Following my post on St Aidan’s well at Preban, I have been doing some investigation to see if I can find out anymore about the history of well.
I have not found any historical references to the well but I did come across a very interesting article called ‘The Holy Wells of County Wicklow: Traditions and Legends’ written by Geraldine Lynch which helps put the well in a county wide context.
Lynch’s article is based on material collected from oral traditions in the 1930’s such as the Irish Folklore commissions school’s manuscripts achieved in the Department of Folklore at UCD along with nineteenth century information from Ordnance Survey six-inch maps, letters and namebooks which were all compiled in the 1830’s. Lynch (1994) records 106 holy wells in Wicklow, sixty-two of which are dedicated to Saints and Deity. As I suspected St Aidan’s well is not listed in this article nor is it listed in the County Inventory of 1997. Lynch notes St Brigid is the most popular dedication of holy wells in Wicklow followed closely by SS Kevin and Patrick and she records no other dedication to St Aidan in the entire county (1994, 626).
The article states forty per cent of Wicklow wells are located near church property, with a number located in graveyards or located near the ruins of a church or monastery.
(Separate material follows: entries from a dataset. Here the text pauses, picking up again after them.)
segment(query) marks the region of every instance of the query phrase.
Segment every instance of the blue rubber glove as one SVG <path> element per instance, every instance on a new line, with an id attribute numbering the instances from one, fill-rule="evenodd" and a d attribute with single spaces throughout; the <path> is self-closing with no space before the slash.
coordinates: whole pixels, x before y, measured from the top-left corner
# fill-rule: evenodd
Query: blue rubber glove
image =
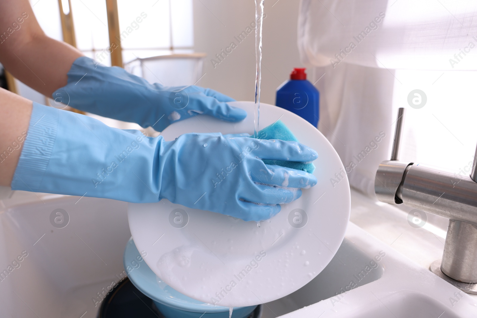
<path id="1" fill-rule="evenodd" d="M 295 142 L 187 133 L 165 142 L 33 103 L 11 187 L 130 202 L 166 198 L 245 220 L 270 218 L 316 179 L 261 158 L 309 162 Z"/>
<path id="2" fill-rule="evenodd" d="M 235 100 L 209 89 L 150 84 L 120 67 L 106 67 L 85 56 L 68 72 L 68 84 L 52 95 L 56 108 L 82 111 L 162 131 L 171 123 L 204 114 L 239 122 L 247 113 L 229 106 Z"/>

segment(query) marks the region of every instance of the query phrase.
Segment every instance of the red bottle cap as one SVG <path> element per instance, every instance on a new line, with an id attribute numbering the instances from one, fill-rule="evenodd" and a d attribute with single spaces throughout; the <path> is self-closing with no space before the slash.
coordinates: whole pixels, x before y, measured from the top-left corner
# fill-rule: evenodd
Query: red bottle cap
<path id="1" fill-rule="evenodd" d="M 306 73 L 305 72 L 305 70 L 306 69 L 296 68 L 293 69 L 293 70 L 291 71 L 291 74 L 290 74 L 290 79 L 306 80 Z"/>

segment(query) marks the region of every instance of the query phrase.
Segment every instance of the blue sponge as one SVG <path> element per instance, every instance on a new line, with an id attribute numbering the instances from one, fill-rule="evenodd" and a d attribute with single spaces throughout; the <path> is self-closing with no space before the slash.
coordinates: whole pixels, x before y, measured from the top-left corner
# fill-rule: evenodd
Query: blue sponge
<path id="1" fill-rule="evenodd" d="M 298 140 L 295 135 L 285 125 L 283 122 L 279 120 L 275 123 L 263 128 L 257 133 L 259 138 L 262 139 L 280 139 L 286 141 L 296 141 Z M 265 137 L 261 137 L 262 136 Z M 303 170 L 310 174 L 315 171 L 315 165 L 311 163 L 297 162 L 296 161 L 283 161 L 282 160 L 264 160 L 263 162 L 267 164 L 276 164 L 282 167 Z"/>

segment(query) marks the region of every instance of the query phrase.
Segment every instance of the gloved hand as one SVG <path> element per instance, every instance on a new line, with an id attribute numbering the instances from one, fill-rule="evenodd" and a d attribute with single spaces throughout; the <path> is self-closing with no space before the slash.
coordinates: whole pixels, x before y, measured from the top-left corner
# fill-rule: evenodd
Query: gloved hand
<path id="1" fill-rule="evenodd" d="M 171 123 L 194 116 L 210 115 L 239 122 L 246 112 L 229 106 L 234 99 L 196 86 L 166 87 L 106 67 L 85 56 L 77 59 L 68 72 L 68 84 L 53 92 L 55 107 L 68 105 L 85 112 L 150 126 L 162 131 Z"/>
<path id="2" fill-rule="evenodd" d="M 165 142 L 33 103 L 11 187 L 130 202 L 166 198 L 245 220 L 270 218 L 315 185 L 304 171 L 261 159 L 309 162 L 295 142 L 187 133 Z"/>

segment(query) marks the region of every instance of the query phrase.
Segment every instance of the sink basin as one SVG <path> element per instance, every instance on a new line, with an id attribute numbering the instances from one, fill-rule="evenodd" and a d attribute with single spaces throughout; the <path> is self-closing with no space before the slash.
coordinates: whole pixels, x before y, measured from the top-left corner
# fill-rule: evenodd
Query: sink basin
<path id="1" fill-rule="evenodd" d="M 384 208 L 356 197 L 352 220 L 353 206 L 376 215 Z M 64 227 L 51 221 L 57 209 L 69 216 Z M 108 288 L 125 277 L 126 210 L 120 201 L 21 191 L 0 201 L 1 317 L 95 318 Z M 263 307 L 263 318 L 477 317 L 477 298 L 353 223 L 320 275 Z"/>

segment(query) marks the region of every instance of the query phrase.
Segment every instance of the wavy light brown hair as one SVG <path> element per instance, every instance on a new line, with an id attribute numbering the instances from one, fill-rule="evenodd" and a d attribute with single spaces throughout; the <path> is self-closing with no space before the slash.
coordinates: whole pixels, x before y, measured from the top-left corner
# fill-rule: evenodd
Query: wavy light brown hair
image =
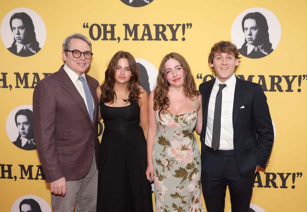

Interestingly 44 per cent of the Wicklow wells are associated with a holy tree (Lynch 1994, 626- 630). Like these wells, St Aidan’s well is located close to an early medieval ecclesiastical site and it is also associated with a former rag tree .
Grogan, E & Kilfeather, A. 1997. Archaeological Inventory of County Wicklow. Dublin: The Stationery Office.
Lynch, G. 1994. ‘The Holy Wells of County Wicklow: Traditions and Legends’, In Hannigan, K. & Nolan, W. (eds.) Wicklow: history and society: interdisciplinary essays on the history of an Irish county. Dublin: Geography Publications, 625-648.